The officer returned, a frown pulling down the corners of his mouth. Two other soldiers had joined him. “Davidson will take you to the debriefing area.”
“And my friends?”
“They’ll be allowed to stay for now.” He turned to Max. “Follow Private Neff to a holding tent.”
“We’re not going anywhere,” Max said.
“You’ll go where I tell you to.” The officer stepped even closer, not flinching from Max’s glare. “You are lucky to be alive. Now I suggest you go before I regret that decision.”
“And leave our cars?” Max asked, clearly unhappy with the idea.
“Leave everything. If you are caugh
t with a weapon, you will be escorted to the other side. If you go anywhere but the area that Private Neff takes you, you will be escorted to the other side. Am I clear?”
“Yeah. I’d say that’s pretty clear.” Bianca threw her backpack into the Mustang, and after a moment’s hesitation, the others did the same.
Shelby reached into hers and snagged her notebook and pen.
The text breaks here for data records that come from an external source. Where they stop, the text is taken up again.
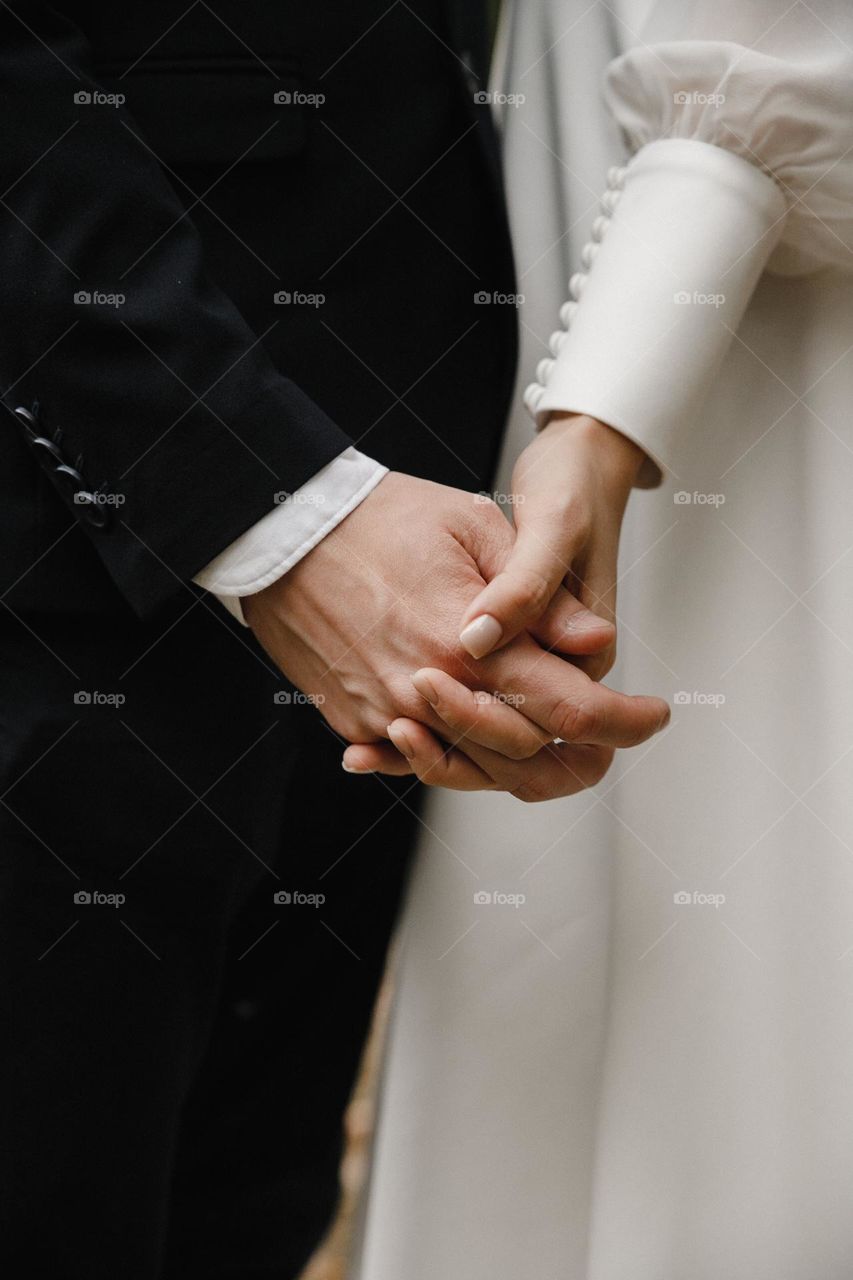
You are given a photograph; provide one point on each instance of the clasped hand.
(369, 622)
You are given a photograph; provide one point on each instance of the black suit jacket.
(236, 238)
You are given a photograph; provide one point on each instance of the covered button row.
(536, 391)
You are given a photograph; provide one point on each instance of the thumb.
(518, 595)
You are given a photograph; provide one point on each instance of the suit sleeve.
(160, 420)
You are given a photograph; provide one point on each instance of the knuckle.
(575, 720)
(601, 664)
(532, 592)
(601, 766)
(523, 746)
(530, 792)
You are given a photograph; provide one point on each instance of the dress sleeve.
(739, 124)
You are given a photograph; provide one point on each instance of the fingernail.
(425, 688)
(480, 635)
(585, 621)
(400, 741)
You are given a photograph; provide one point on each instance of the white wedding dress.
(644, 1069)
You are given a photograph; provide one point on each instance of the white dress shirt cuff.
(685, 232)
(291, 530)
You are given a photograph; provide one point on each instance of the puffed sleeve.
(739, 122)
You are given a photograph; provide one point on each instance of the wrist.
(616, 457)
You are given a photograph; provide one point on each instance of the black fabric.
(177, 1066)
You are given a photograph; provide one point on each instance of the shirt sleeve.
(737, 119)
(297, 522)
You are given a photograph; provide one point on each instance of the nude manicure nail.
(480, 635)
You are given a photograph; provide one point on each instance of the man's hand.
(570, 488)
(381, 597)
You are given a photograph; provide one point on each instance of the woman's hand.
(571, 485)
(570, 488)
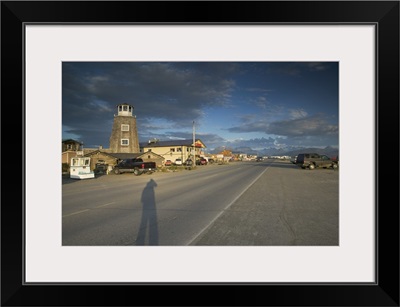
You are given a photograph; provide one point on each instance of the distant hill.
(294, 151)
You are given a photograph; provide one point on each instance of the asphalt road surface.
(239, 204)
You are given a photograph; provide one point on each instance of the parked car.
(201, 161)
(136, 166)
(188, 164)
(314, 160)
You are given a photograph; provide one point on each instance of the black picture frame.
(383, 14)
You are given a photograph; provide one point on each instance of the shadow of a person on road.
(149, 216)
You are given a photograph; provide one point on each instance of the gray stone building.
(124, 136)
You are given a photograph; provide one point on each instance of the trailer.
(80, 168)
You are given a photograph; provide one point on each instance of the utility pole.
(194, 148)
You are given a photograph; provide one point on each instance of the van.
(314, 160)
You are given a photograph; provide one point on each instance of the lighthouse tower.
(124, 136)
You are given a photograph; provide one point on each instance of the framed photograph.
(52, 53)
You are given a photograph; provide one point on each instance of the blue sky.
(234, 104)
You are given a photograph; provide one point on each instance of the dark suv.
(314, 160)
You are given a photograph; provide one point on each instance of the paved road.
(249, 203)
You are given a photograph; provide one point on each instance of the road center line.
(76, 212)
(106, 204)
(230, 204)
(88, 209)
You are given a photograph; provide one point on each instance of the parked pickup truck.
(136, 166)
(314, 160)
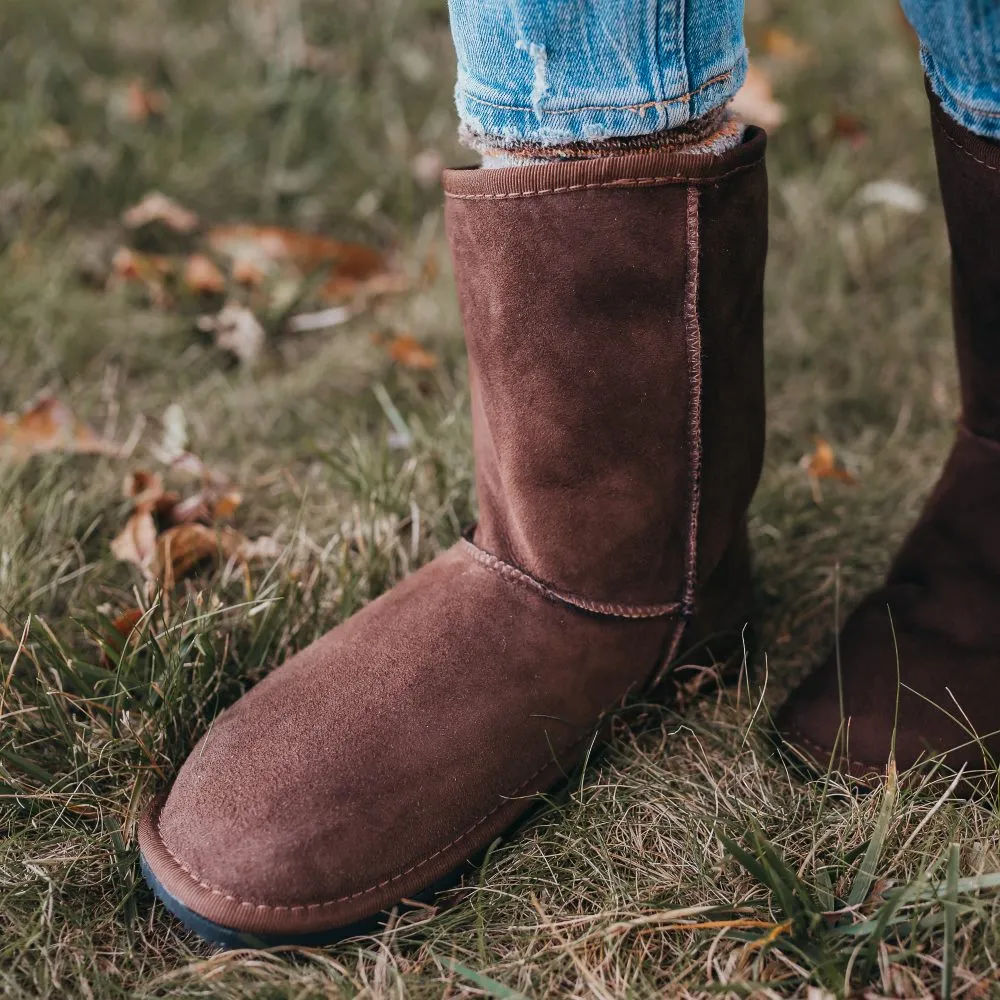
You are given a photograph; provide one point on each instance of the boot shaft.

The CO was watching her closely. When she held up the two items, he shrugged and made a go-ahead motion.
They were escorted in two groups down Congress Avenue.
Bhatti and Davidson took a right between the World War I and Pearl Harbor monuments. Max’s last glimpse of the doctor was of him approaching the Supreme Court of Texas building.
As for their group of merry men—and women—Private Neff took them left into a giant tent that had been erected on the east side of the capitol lawn, between the Texas Workforce Commission and the Texas Ethics Commission—an irony that wasn’t lost on Max. As they walked toward the tent, the sun rose above the horizon, casting long shadows behind them and forcing Max to tug his ball cap down even lower.
They went through a processing center, where they were once again searched for weapons. Then they were directed to a first aid station, where a nurse instructed them to take a seat and said she’d look at them one at a time. She was black, middle aged, and had probably been chosen for this job because she was tough. She looked able to handle anything that came her way—both because of her size, which was large, and her attitude, which was unflappable. Her name tag said simply Brown.
Nurse Brown checked their temperatures, looked down their throats, and took their pulses and blood pressures. All of the data was noted in a chart on an electronic tablet, which still worked, so it must have been somehow shielded from the flare.
“Worried about us?” Max asked as she cleaned the cuts on his face.
“Making sure you don’t have any contagious diseases.”
“And if we did, we’d be escorted back to the other side of the fence?”